This section goes beyond listing metrics. Assessors (Notified Bodies under Article 43) evaluate whether the metrics are fit for purpose -- not just whether they exist. A latency SLA is appropriate for real-time fraud detection but irrelevant for a batch classification system. Demographic parity is appropriate for hiring but may be inappropriate for medical triage.
Axiom auto-populates Annex IV Section 4 evidence from the following AI procedures. The AUTO tag indicates the SWT3 SDK generates this evidence without additional deployer action. MANUAL requires deployer input.
| SWT3 Procedure | Metric Domain | What It Proves | Source |
|---|---|---|---|
AI-INF.2 |
Latency / Response Time | Model responds within defined SLA threshold. Factor_a = threshold (ms), factor_b = actual (ms). | AUTO |
AI-INF.3 |
Throughput / Volume | System stays within capacity governance limits. Factor_a = limit (req/min), factor_b = actual. | AUTO |
AI-MDL.3 |
Accuracy / Drift | Model accuracy has not degraded beyond baseline threshold. Factor_a = baseline (x1000), factor_b = current. | AUTO |
AI-FAIR.1 |
Bias / Demographic Parity | Disparate impact ratio remains within acceptable bounds across protected groups. | AUTO |
AI-FAIR.2 |
Fairness Threshold | Composite fairness score meets or exceeds minimum calibration level. | AUTO |
AI-EXPL.2 |
Confidence Score | Model outputs include confidence above minimum actionable threshold. | AUTO |
| Appropriateness Justification | All of the above | Why each metric is appropriate for this specific use case, risk tier, and affected population. | MANUAL |
Complete one row per metric. This table becomes part of the Article 11 technical documentation package and is reviewed during conformity assessment (Article 43).
| Field | Description | Example (Fraud Detection) |
|---|---|---|
| Metric Name | The specific metric being measured | Inference Latency (P95) |
| SWT3 Procedure | The SWT3 procedure that captures this metric | AI-INF.2 |
| Purpose | Why this metric matters for the use case | Real-time fraud scoring requires sub-200ms decisions to avoid blocking legitimate transactions |
| Threshold / Target | The specific value that defines pass/fail | P95 latency under 200ms per inference |
| Validation Method | How the threshold is verified | Continuous monitoring via SWT3 AI-INF.2 with factor_a=200 (threshold), factor_b=actual latency |
| Benchmark Applied | External standard or internal baseline used for comparison | PCI DSS 4.0 Section 5.2 (real-time fraud detection response targets) |
| Appropriateness Justification | Why this metric is suitable for the risk level and affected population | Payment fraud affects consumers financially. Sub-200ms latency ensures legitimate transactions are not delayed while maintaining detection coverage above 99.5%. This threshold is derived from card network SLA requirements and confirmed through 6 months of production monitoring. |
| Known Limitations | Any scenarios where this metric does not fully capture risk | Latency metric does not capture quality of fraud decisions. Accuracy is tracked separately via AI-MDL.3 and AI-FAIR.1. |
The following demonstrates a complete Section 4 submission for a credit card fraud detection system classified as high-risk under Annex III, Section 5(b).

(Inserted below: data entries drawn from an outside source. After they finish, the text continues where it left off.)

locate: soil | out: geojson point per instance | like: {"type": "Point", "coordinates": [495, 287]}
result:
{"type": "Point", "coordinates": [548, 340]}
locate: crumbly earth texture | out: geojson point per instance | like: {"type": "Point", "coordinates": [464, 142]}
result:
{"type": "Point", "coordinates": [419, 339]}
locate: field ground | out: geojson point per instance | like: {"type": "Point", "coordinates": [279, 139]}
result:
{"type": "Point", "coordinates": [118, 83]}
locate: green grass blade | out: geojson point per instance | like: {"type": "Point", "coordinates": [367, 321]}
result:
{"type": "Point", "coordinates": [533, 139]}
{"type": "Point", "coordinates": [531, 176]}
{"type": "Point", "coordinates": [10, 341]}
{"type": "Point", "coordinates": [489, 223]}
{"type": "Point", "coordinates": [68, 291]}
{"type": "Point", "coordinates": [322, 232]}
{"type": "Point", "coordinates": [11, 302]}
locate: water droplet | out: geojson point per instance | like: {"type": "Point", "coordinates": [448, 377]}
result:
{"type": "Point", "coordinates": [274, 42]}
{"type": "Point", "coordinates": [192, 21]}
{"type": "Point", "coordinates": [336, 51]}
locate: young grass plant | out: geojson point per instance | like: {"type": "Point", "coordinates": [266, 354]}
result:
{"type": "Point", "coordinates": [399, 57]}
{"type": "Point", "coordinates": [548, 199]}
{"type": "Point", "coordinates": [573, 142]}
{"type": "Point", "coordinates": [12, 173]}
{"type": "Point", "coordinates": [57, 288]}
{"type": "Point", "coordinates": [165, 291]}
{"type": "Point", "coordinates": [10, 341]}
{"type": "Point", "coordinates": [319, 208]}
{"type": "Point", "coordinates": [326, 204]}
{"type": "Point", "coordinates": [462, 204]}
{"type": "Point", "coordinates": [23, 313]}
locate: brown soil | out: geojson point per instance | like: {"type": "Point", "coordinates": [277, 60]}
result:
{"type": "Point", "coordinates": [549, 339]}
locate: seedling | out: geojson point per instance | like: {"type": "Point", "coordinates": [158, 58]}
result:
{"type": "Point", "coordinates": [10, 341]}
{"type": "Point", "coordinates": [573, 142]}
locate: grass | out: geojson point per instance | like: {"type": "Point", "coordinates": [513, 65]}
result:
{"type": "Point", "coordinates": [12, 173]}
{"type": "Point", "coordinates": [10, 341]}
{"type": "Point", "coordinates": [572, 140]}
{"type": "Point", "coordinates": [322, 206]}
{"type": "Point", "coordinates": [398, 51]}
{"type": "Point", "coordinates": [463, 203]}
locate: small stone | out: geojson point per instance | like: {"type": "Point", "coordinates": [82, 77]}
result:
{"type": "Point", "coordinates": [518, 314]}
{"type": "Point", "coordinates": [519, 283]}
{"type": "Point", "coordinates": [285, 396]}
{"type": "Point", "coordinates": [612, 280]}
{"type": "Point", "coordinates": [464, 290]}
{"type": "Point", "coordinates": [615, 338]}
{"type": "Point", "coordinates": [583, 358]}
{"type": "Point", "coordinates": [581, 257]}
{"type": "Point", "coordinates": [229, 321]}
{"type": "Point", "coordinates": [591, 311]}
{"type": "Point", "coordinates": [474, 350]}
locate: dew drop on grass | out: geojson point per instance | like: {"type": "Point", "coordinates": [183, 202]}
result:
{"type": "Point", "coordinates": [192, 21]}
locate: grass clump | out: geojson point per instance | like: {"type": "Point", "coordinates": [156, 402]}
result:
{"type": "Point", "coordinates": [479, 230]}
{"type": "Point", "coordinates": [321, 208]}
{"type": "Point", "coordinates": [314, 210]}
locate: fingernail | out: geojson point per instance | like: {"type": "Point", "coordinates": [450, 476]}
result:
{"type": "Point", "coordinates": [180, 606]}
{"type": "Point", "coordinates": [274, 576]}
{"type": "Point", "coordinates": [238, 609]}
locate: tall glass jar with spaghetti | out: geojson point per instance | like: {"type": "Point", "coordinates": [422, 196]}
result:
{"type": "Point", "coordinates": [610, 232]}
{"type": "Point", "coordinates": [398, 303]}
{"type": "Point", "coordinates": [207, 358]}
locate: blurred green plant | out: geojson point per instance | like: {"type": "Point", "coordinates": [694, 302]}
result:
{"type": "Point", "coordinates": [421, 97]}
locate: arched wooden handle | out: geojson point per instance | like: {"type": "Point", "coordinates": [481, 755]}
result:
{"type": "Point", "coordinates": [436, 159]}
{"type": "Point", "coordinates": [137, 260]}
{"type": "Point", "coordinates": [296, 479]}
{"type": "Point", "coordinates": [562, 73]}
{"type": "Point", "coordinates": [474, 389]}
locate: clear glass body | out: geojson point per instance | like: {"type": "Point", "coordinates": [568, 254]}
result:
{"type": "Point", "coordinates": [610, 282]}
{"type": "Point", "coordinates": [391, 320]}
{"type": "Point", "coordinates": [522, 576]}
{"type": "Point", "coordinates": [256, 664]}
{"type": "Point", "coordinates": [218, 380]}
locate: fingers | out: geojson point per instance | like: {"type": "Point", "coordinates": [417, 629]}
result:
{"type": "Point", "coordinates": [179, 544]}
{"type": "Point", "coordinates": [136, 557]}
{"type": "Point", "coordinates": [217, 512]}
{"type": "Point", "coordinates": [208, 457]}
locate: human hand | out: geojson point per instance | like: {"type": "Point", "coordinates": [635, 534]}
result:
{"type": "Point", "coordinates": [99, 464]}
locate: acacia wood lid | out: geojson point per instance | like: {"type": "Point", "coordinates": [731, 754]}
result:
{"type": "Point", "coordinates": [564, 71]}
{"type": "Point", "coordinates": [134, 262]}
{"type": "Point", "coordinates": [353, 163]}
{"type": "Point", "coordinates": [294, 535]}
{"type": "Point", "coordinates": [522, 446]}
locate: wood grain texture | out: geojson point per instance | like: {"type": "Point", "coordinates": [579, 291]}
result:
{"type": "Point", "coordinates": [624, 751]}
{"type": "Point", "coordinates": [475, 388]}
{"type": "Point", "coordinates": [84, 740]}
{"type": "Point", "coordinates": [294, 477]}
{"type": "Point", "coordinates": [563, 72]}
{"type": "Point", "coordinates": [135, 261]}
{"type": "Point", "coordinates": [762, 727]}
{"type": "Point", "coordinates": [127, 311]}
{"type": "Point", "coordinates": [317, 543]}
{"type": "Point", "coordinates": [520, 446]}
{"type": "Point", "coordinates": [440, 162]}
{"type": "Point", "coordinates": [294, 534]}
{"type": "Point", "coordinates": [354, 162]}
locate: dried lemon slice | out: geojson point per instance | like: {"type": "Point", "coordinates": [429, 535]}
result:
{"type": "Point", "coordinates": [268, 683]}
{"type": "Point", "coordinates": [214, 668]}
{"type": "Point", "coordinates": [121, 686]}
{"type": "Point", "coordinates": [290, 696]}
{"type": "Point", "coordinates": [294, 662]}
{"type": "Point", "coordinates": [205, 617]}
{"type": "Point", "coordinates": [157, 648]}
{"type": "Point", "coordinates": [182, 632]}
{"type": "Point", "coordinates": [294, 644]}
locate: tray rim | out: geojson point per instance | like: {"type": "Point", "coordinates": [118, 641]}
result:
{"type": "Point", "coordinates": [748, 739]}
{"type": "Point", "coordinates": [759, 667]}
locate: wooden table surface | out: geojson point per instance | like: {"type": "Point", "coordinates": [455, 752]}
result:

| Metric | Procedure | Threshold | Appropriateness Justification |
|---|---|---|---|
| Inference Latency | AI-INF.2 |
P95 < 200ms | Real-time authorization requires sub-200ms response. Delays beyond this cause declined transactions. Threshold derived from Visa/Mastercard network SLAs. |
| Request Volume | AI-INF.3 |
< 10,000 req/min | Capacity governance prevents resource exhaustion during peak shopping periods. Threshold set at 2x observed peak from Black Friday 2025 load test. |
| Model Drift | AI-MDL.3 |
Accuracy > 95.0% | Fraud patterns evolve monthly. Accuracy below 95% indicates the model no longer captures emerging attack vectors. Threshold based on 12-month rolling performance analysis. |
| Demographic Parity | AI-FAIR.1 |
Disparity ratio > 80% | The 80% threshold follows the Four-Fifths Rule (EEOC). Fraud scoring must not disproportionately flag transactions from specific demographic groups. Validated against CFPB fair lending guidance. |
| Confidence Score | AI-EXPL.2 |
Min confidence 70% | Transactions below 70% confidence are routed to human review (AI-HITL.1) rather than auto-declined. This prevents automated false positives on ambiguous cases. |
When reviewing Section 4 documentation, Notified Body assessors should confirm:
For each metric claimed, the assessor can verify evidence exists in the SWT3 ledger
by requesting the AI Witness export artifact (GET /api/v1/ai-witness/export).
The regulatory_coverage.procedures array shows which procedures have been
observed, with anchor counts and pass rates per procedure.